Lifelong indoor localization in a given map is the basis for navigation of autonomous mobile robots. In this letter, we address the problem of robust localization in cluttered indoor environments like office spaces and corridors using 3D LiDAR point clouds in a given Area Graph, which is a hierarchical, topometric semantic map representation that uses polygons to demark areas such as rooms, corridors or buildings. This representation is very compact, can represent different floors of buildings through its hierarchy and provides semantic information that helps with localization, like poses of doors and glass.
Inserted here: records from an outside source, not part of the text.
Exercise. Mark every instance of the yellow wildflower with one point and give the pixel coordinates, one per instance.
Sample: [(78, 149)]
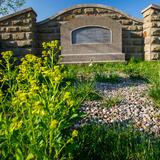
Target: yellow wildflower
[(53, 124), (67, 95)]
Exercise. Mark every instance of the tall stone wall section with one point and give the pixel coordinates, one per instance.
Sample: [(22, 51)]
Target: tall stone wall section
[(17, 32), (152, 32), (132, 33)]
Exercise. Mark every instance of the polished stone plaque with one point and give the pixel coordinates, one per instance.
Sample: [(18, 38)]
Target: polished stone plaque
[(91, 34)]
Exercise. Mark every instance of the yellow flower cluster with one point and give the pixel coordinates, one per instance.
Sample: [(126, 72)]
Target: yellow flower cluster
[(75, 133), (15, 125), (7, 55)]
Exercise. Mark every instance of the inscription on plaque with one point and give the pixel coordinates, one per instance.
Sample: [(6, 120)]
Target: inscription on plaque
[(91, 34)]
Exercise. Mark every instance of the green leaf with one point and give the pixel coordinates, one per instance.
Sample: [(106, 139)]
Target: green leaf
[(19, 155), (30, 156)]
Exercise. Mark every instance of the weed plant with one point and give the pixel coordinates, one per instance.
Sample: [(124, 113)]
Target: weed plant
[(36, 113)]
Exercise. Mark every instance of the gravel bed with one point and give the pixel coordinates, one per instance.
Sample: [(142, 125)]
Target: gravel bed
[(135, 106)]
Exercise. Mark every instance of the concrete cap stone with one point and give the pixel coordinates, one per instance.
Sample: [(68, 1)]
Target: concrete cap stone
[(154, 6), (18, 13)]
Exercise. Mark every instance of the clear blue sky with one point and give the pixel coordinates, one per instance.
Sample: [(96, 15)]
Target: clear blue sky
[(47, 8)]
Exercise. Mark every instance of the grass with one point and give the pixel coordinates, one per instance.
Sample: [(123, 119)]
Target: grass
[(117, 142), (39, 106)]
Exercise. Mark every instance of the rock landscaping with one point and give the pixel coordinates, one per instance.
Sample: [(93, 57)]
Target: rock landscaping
[(134, 106)]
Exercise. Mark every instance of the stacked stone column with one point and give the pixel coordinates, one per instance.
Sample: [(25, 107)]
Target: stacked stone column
[(18, 32), (151, 32)]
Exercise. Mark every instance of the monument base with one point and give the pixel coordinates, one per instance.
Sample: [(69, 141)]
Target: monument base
[(95, 57)]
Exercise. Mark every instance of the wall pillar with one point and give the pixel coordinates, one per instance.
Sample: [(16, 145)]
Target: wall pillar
[(151, 32)]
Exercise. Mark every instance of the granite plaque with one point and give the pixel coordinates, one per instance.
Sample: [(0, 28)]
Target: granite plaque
[(91, 34)]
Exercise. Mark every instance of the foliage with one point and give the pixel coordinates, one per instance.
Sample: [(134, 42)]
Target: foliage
[(7, 6), (117, 141), (36, 113)]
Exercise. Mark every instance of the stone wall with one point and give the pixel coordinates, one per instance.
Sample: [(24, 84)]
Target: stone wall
[(17, 32), (21, 33), (152, 32), (132, 32)]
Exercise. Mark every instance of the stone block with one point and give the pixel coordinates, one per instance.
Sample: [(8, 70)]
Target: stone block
[(136, 34), (5, 23), (147, 40), (77, 11), (126, 34), (25, 29), (2, 29), (8, 44), (127, 22), (126, 42), (138, 42), (17, 22), (12, 29), (88, 10), (155, 32), (18, 36), (5, 36), (148, 12), (27, 21), (155, 18), (156, 24), (133, 28), (101, 10), (155, 40), (68, 17), (29, 35)]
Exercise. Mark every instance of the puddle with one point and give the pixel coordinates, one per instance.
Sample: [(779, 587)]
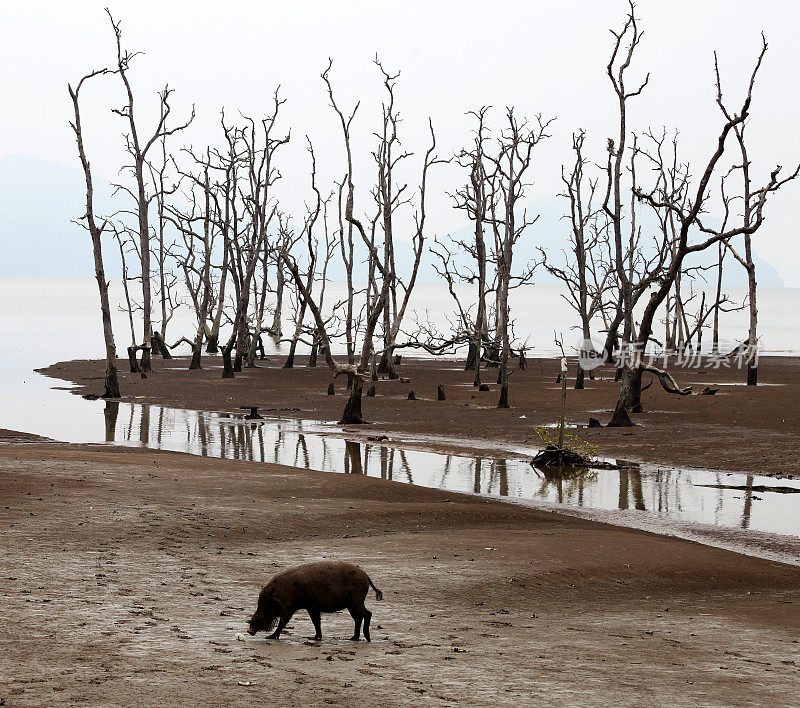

In contrast to this, commonly used map representations, such as occupancy grid maps or point clouds, lack these features and require frequent updates in response to environmental changes (e.g. moved furniture), unlike our approach, which matches against lifelong architectural features such as walls and doors. For that we apply filtering to remove clutter from the 3D input point cloud and then employ further scoring and weight functions for localization. Given a broad initial guess from WiFi localization, our experiments show that our global localization and the weighted point to line ICP pose tracking perform very well, even when compared to localization and SLAM algorithms that use the current, feature-rich cluttered map for localization.